The Challenges of Personal Blogging
I am a personal blogger, a reflective writer interested in journaling, cultivating my personal voice, as well as developing my official academic voice.
The first challenge of personal blogging has to do with shoring up enough confidence while expressing myself-in-the-moment. Buber (2005) refers to the act of pausing long enough to document in mid-stream one’s thoughts and experiences as “essential courage”. I am embracing solitude and it is not to show off, but to undertake a journey of discovery, and perhaps identify some helpful tools for personal bloggin that I can share with others.
The second challenge involves the search for the answer of how do I realistically balance the academic with the personal voices, when the characteristics of one blends sometimes with the other, blurring the voices?
The third challenge of personal blogging has to do with the balancing of the tentative with the autocratic voices, the way I come across to myself and to others, and how my personal voice is shared appropriately with my audience. To what extent am I an authority for myself, for others? And to what extent do I invite personal revisions and feedback from others? I am torn, often at cross-purposes. Sometimes I am writing for myself, in which I return to earlier posts, revise and edit and re-tag them, and then based on the conclusions and lessons I have drawn from the process of re-writing, I then write more proactively for my future self. And sometimes I have a vague sense of the external audience, vaguely throwing in additional content and using a more inclusive tone.

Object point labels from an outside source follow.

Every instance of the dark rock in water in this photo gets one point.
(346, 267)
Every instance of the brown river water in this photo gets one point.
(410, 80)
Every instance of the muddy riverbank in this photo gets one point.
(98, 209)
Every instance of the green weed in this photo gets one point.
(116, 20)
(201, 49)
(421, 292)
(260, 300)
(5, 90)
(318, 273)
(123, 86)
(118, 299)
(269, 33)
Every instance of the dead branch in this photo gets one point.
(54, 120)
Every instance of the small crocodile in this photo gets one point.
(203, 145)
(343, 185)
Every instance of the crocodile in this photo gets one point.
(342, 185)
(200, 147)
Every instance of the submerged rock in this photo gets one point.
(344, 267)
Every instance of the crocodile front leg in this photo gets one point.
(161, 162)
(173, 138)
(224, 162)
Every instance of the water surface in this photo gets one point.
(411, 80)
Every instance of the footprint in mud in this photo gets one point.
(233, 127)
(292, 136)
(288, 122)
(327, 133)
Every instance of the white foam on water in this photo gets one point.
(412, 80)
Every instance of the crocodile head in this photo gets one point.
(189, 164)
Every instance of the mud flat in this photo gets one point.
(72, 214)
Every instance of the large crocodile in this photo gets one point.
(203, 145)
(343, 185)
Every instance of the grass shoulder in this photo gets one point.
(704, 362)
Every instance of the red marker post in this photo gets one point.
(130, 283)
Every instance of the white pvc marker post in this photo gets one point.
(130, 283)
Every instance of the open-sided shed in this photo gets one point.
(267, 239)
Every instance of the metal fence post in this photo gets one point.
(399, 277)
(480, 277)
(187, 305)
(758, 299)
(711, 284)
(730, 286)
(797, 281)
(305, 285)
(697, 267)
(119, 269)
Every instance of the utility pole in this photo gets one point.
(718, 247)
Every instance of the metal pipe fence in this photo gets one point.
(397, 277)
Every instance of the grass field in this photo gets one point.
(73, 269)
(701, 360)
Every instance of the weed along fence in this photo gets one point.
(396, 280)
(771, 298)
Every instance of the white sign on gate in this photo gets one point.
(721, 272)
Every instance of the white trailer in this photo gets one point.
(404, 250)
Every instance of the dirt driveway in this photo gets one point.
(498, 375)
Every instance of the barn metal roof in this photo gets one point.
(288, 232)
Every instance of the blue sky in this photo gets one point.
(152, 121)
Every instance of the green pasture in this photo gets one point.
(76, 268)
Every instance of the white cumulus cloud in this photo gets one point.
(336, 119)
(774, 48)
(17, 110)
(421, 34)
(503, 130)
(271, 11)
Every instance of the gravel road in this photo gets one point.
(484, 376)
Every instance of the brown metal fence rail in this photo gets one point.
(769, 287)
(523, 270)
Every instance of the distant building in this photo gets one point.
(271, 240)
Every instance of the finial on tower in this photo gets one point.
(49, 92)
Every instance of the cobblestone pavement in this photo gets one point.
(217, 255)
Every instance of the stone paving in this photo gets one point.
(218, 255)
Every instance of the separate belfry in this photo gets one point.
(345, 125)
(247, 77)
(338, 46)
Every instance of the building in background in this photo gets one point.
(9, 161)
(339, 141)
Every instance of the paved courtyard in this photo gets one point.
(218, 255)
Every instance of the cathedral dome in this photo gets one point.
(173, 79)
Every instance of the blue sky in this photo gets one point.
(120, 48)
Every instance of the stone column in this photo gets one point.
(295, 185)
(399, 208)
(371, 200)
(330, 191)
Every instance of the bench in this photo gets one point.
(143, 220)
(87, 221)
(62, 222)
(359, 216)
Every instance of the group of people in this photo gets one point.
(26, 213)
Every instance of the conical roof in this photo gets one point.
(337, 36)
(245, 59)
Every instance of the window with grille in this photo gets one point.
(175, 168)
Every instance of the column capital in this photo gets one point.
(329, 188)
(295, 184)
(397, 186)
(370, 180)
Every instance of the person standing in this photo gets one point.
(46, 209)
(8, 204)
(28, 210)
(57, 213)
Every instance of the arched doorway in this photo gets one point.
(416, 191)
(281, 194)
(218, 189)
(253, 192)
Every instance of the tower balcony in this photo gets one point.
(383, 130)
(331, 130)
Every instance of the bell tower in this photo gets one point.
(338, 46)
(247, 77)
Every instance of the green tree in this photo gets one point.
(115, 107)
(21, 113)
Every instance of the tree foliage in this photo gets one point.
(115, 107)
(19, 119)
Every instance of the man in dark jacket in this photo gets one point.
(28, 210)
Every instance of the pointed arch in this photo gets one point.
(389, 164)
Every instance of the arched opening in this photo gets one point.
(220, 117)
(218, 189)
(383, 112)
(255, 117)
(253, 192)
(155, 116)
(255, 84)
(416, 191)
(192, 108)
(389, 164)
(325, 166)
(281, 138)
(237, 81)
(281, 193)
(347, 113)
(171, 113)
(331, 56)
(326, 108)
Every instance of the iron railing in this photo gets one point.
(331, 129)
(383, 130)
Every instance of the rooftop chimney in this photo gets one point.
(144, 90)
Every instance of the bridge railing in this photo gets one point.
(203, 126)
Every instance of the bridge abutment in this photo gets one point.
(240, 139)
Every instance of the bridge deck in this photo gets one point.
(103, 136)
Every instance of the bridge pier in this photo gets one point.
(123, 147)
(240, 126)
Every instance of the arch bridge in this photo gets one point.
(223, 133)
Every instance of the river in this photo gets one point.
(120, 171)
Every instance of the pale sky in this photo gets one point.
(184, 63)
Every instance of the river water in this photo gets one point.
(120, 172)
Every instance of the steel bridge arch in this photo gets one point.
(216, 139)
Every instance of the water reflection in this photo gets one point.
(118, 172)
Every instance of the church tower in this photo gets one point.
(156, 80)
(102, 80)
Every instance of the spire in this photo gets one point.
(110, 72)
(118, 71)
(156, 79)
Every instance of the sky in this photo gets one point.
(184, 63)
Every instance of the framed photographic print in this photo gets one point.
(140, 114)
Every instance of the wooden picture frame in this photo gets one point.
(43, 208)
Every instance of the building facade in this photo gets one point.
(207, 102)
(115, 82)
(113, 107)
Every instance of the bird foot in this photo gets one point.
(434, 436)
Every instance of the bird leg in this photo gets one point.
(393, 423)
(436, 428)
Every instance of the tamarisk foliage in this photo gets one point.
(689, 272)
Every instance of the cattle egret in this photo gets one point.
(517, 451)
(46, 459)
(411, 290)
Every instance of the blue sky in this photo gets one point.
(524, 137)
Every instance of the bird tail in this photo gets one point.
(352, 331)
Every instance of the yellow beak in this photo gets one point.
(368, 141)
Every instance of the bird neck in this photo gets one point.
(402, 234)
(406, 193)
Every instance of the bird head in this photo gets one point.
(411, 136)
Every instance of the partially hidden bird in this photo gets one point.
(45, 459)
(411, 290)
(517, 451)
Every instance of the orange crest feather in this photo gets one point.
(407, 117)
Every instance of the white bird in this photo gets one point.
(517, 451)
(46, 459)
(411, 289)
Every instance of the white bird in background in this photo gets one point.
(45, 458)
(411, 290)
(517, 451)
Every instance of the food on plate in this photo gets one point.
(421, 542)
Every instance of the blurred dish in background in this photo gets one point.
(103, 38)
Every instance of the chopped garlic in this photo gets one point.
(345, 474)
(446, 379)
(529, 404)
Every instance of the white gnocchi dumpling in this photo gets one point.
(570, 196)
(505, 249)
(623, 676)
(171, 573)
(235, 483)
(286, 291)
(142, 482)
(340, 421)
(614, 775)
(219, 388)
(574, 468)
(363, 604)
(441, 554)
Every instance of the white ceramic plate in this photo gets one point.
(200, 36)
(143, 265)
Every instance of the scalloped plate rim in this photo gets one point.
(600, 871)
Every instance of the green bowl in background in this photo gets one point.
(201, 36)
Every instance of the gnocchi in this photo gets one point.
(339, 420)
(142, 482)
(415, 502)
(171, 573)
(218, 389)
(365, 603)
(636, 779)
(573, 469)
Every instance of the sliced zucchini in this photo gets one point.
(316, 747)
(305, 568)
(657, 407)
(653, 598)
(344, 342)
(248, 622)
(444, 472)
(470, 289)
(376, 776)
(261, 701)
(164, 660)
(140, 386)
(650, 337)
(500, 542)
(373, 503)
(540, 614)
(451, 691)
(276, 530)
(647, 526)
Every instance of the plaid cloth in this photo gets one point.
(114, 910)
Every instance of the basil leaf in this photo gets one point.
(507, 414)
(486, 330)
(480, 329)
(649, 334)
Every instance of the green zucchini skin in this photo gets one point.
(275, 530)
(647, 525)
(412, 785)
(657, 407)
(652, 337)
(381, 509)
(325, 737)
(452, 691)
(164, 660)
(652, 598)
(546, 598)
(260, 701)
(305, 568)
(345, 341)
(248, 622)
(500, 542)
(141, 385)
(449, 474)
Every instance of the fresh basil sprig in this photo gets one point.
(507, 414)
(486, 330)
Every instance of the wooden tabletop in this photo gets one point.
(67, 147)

The fourth challenge of personal blogging has to do with using narrative more effectively, exploring the experiences more fully. Recognizing that the posts are grounded in time and place, do I owe myself more time for adding contextual cues? To what extent am I writing for the purpose of providing a more concise and coherent account? To what extent am I making decisions to hide details? reveal/distort details? What influences an I under while I write content?
The fifth challenge of personal blogging is to take a fundamentally different stance of learning: the primary purpose shifts more and more towards the personal away from the academic: blogging authentically to provide oneself an outlet for becoming an expert on one’s own development. Blogging, more than any other process, is more than the technology. It is the connections, the sustained narrative, and the life-stream that leaves a legacy. Blogging personally involves the whole person, in which one engages in self-assessment, re-interpretations and descriptions, justifications and open questioning, inferences and conclusions, and so the challenge for the personal blogger is how to engage self to accomplish the witnessing of one’s own life-journey.
The sixth challenge of personal blogging is how to extend oneself to serve others, and participate meaningfully as an agent of change. A persoanl blogger needs to seek venues to engage other individuals in learning partnerships, in study groups, in non-formal blogging circles, as a solo personal blogger recording one’s own journey, as well as engaging others in anonymous forums.
This community does nothing to provide the anonymous forum – and perhaps it is not the intent that such a forum have a place in this setting. In any case, AU Landing does not encourage students and instructors to debate from a position of anonymity the confused, chaotic feelings and experiences, the ambivalence, of engaging others and self within AU Landing.
There is no precedent for this kind of anonymous activity within formal learning spaces. The closest is the anonymous self-help forums with clearly defined codes of conduct, where there are mentors aiding novices in their explorations. Though many times the novices talk about the same things as experienced mentors, over time the mentors point to FAQs and archives for reference materials for newcomers.
Finally, there is the challenge of how to use personal blogging to tame and train what I call the inner gladiator, the combative side to our nature. To what extent can this community tolerate the virtual wars of words between participants? How can participants learn the best methods for distinguishing between excellent debate and open warfare? Bloggers face the challenge of determining what to vent – to what extent can we as personal bloggers express our unpopular, half-baked emotional opinions in this venue? So often the venting is a kind of catharsis, a momentary blow-out of emotional energy. In the light of further reflection, the poster retracts, or apologizes, or explains, or reviews, and there is a more human face added to that post.